Individual variability, even among genetically homogeneous forms due to a same mutation, impedes prediction of progression of the imaging and clinical signs in ataxias. Broadly, a higher number of CAG repeats within the HTT gene predicts earlier onset, but two people with the same repeat length may differ in clinical onset by decades (Lee et al. 2012). This variability has to be tackled using biomarkers that allow to define the state of disease for a single patient and the challenge for the evaluation of potential treatments, particularly in early stages, will rely on longitudinal biomarkers.

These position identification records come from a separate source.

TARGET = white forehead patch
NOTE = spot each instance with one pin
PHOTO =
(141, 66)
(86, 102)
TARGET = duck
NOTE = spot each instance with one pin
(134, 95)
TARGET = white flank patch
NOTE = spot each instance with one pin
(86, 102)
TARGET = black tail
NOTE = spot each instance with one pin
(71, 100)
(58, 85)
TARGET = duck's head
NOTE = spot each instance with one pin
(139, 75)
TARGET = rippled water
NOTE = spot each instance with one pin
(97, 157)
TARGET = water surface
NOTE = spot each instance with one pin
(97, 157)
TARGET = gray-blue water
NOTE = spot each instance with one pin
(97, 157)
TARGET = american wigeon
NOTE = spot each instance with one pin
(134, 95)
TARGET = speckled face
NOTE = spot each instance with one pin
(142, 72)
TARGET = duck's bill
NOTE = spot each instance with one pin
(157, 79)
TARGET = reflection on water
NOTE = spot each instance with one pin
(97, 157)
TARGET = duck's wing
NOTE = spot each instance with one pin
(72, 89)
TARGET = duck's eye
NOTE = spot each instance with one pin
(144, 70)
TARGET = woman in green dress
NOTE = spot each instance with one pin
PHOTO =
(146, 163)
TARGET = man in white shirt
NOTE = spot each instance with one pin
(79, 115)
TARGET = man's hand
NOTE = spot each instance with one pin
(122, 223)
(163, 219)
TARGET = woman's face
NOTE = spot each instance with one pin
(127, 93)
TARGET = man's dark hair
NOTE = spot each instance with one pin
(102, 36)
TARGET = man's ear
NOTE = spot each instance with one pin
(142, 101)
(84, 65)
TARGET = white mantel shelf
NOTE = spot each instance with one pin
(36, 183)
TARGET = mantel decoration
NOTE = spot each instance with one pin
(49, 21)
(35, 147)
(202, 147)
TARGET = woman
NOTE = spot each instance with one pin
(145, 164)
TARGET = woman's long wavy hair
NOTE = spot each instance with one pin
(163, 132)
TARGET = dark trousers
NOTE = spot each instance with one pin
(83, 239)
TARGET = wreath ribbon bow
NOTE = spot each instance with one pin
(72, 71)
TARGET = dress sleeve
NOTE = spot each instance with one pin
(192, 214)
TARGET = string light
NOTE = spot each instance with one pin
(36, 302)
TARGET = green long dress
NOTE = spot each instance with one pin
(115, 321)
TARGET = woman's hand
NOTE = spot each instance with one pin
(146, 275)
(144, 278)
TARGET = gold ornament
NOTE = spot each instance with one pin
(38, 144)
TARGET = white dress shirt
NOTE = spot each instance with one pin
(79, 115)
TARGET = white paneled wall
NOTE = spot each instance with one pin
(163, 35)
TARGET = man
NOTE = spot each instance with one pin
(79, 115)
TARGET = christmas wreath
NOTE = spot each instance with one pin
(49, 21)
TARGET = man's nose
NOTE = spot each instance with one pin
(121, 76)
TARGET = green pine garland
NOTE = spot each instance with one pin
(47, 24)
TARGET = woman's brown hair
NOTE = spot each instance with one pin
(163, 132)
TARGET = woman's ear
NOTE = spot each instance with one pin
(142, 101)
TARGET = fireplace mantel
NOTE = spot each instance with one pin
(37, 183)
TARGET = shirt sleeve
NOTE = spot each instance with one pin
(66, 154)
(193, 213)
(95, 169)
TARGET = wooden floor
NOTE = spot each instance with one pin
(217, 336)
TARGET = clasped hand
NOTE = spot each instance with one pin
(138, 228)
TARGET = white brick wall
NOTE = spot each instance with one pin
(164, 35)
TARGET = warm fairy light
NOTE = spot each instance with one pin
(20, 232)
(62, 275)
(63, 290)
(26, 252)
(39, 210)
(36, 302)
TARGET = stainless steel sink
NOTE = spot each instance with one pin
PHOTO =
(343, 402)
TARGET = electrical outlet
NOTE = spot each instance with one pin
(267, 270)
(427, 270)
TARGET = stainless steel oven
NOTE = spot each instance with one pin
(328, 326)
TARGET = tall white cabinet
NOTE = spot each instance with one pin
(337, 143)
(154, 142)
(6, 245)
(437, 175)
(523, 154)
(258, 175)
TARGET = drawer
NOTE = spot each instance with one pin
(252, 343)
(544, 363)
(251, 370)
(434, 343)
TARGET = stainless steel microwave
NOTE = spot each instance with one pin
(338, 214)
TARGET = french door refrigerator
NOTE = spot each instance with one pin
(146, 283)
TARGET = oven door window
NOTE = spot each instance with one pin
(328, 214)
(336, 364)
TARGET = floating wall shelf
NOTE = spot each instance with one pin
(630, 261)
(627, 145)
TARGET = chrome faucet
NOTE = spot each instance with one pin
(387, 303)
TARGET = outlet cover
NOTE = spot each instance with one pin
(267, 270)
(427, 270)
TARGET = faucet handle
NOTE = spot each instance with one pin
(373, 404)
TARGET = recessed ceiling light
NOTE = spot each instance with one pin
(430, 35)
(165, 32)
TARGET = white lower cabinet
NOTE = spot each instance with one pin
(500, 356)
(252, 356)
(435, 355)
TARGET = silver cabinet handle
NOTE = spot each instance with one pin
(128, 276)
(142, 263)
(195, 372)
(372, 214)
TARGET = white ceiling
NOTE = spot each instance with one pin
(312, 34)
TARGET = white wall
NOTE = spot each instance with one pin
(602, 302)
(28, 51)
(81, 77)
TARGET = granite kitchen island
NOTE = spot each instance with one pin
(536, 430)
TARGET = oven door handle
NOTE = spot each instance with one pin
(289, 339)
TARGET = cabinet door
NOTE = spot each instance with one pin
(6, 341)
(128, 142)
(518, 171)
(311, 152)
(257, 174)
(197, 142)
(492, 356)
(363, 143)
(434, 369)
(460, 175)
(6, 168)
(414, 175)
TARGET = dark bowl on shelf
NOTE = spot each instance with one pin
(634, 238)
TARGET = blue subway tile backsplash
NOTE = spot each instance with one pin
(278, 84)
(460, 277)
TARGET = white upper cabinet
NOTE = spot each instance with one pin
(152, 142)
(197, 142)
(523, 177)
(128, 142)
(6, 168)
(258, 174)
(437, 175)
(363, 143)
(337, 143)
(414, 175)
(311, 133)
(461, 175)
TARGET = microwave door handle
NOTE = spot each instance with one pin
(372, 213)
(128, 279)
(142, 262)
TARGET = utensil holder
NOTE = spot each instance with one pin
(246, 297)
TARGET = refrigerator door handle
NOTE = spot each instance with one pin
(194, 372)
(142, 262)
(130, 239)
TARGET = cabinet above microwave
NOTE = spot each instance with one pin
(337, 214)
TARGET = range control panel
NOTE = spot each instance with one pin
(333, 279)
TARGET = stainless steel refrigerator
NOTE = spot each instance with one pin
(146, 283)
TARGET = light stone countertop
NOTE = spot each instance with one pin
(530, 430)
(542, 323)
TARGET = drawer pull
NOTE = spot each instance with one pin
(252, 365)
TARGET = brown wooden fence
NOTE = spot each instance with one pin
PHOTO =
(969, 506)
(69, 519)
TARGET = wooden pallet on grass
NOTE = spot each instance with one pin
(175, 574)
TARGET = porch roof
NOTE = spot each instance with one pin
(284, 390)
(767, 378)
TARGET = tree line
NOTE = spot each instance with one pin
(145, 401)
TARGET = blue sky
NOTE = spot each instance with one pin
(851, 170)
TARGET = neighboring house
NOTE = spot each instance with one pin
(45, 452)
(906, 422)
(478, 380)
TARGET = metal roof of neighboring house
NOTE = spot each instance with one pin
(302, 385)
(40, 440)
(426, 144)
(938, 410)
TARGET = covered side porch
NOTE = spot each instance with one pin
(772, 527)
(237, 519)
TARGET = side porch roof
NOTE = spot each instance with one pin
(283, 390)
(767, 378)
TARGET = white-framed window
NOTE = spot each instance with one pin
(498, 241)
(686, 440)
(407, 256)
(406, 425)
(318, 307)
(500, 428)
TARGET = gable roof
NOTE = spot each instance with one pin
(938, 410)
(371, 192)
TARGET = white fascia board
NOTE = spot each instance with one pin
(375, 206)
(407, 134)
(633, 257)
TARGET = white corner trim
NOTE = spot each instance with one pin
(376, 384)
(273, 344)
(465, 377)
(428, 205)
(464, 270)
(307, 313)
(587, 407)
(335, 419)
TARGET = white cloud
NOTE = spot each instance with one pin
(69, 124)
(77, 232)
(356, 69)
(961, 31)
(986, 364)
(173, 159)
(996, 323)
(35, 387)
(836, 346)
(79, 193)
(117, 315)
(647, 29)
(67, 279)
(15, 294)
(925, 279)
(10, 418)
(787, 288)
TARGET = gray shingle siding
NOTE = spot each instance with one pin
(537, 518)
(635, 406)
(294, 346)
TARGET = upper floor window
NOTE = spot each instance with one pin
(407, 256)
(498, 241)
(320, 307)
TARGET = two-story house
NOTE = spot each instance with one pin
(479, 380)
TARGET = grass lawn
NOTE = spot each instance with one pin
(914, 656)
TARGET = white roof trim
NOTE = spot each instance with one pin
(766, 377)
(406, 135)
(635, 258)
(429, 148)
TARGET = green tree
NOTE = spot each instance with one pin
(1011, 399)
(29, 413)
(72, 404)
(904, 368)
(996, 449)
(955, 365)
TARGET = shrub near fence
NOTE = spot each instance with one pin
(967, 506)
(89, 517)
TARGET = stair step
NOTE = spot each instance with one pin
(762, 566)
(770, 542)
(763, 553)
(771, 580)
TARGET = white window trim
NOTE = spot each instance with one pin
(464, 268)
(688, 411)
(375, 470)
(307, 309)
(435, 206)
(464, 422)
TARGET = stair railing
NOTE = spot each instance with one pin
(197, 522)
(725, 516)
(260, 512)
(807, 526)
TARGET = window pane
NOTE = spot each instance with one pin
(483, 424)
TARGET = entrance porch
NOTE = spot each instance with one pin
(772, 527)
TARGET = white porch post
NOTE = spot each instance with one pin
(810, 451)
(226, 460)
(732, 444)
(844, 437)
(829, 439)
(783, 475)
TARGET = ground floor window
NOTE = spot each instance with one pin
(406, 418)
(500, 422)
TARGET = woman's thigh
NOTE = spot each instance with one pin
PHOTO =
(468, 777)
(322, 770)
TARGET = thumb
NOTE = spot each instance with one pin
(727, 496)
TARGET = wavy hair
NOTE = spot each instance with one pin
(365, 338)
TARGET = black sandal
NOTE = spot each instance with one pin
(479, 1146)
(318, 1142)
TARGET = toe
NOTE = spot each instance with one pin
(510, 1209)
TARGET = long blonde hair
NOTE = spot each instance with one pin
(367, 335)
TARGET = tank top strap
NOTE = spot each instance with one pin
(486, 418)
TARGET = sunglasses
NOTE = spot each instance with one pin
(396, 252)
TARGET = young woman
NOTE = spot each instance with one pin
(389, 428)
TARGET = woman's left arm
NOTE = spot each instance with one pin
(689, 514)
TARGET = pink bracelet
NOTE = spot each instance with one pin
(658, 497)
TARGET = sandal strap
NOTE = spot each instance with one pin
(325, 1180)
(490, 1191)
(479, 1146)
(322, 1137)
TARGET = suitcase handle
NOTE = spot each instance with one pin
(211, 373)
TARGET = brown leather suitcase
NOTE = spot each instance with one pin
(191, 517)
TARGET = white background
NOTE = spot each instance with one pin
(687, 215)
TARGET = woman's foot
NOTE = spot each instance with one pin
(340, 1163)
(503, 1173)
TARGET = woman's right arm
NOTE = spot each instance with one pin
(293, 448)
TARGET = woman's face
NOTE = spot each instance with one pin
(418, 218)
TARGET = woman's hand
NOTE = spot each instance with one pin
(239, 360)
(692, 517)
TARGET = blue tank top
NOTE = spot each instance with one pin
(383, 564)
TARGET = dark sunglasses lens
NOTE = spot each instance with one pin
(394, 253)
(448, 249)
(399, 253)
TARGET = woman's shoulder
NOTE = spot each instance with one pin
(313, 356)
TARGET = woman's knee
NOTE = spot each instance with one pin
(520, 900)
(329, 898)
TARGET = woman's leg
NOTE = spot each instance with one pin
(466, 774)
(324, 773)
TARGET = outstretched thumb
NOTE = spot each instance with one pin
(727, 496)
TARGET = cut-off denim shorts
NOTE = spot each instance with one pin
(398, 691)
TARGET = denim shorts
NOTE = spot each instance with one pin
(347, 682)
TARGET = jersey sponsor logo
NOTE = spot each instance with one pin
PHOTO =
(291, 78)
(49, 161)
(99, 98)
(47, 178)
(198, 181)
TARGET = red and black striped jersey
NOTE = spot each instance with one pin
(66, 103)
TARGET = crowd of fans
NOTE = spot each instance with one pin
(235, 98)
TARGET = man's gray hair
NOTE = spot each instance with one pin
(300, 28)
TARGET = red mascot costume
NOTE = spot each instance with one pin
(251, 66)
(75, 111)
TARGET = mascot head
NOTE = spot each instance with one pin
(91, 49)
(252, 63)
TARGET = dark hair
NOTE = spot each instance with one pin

Gene therapies have made remarkable progress over the last decade, such as antisense oligonucleotides (ASOs) approach. These are targeted treatment based on the genetic status. The rationale relies on the fact that lowering the burden of mutated protein may improve the disease prognosis. ASOs form a complex with targeted mRNA recruiting an endoribonuclease (Ribonuclease H) that degrades the RNA-DNA hybrid complex (Wild and Tabrizi 2017). Following the impressive results of nusinersen in spinal muscular atrophy (Finkel et al. 2017; Acsadi et al. 2021), major hopes have been put in the development of ASO directed to ATXN1, ATXN2, ATXN3, and ATXN7 mutants even though one recent phase-III clinical trial failed to show that ASOs halted the progression of Huntington disease (HD) (Tabrizi et al. 2019; Kingwell 2021). Promising results have been reported by the ASOs administration in several SCAs mouse models (Friedrich et al. 2018; Scoles et al. 2017; McLoughlin et al. 2018; Niu et al. 2018). Therefore, objective and quantitative biomarkers rather than clinical measures are of critical importance as prognostic or pharmacodynamic markers to monitor drug effects. The aim of this chapter is to review the blood and cerebrospinal fluid (CSF) biomarkers for SCAs (Table 1).
2 Biological Biomarkers
2.1 Neurofilament Light Chain
Neurofilament light chain (NfL) is a subunit of neuronal cytoskeleton and its level increases in CSF and blood as a result of axonal damage due to different causes (neurodegeneration, infection, traumatic, etc.) (Gaetani et al. 2019). Using the highly sensitive single-molecule array method (Simoa) is possible to measure NfL in blood and CSF more accurately than conventional enzyme-linked immunosorbent assay (ELISA) and electrochemiluminescence-based method (ECL assay) (Kuhle et al. 2016). Close correlation exists between CSF and blood concentrations, making NfL an easily measurable biomarker of neurodegeneration (Gaetani et al. 2019; Khalil 2018). In several neurological disorders, NfL correlates with disease stages, clinical scores, and neuroimaging data. It is the case for amyotrophic lateral sclerosis (ALS) (Lu et al. 2015; Benatar et al. 2018), Alzheimer’s disease (Mattsson et al. 2019; Benedet et al. 2020; Preische et al. 2019), and multiple sclerosis (Bjornevik et al. 2020; Kuhle et al. 2019), HD (Byrne et al. 2017; Johnson et al. 2018; Scahill et al. 2020). This latter disease shares with SCAs the same mutational mechanism, a translated pathological CAG repeat expansion. NfL showed a prognostic value with a significant increase for HD presymptomatic carriers of the pathological expansion close to the age at expected disease onset (Scahill et al. 2020). Moreover, for HD, atrophy of cerebral regions, as the putamen and caudate, is associated with higher NfL concentrations (Scahill et al. 2020).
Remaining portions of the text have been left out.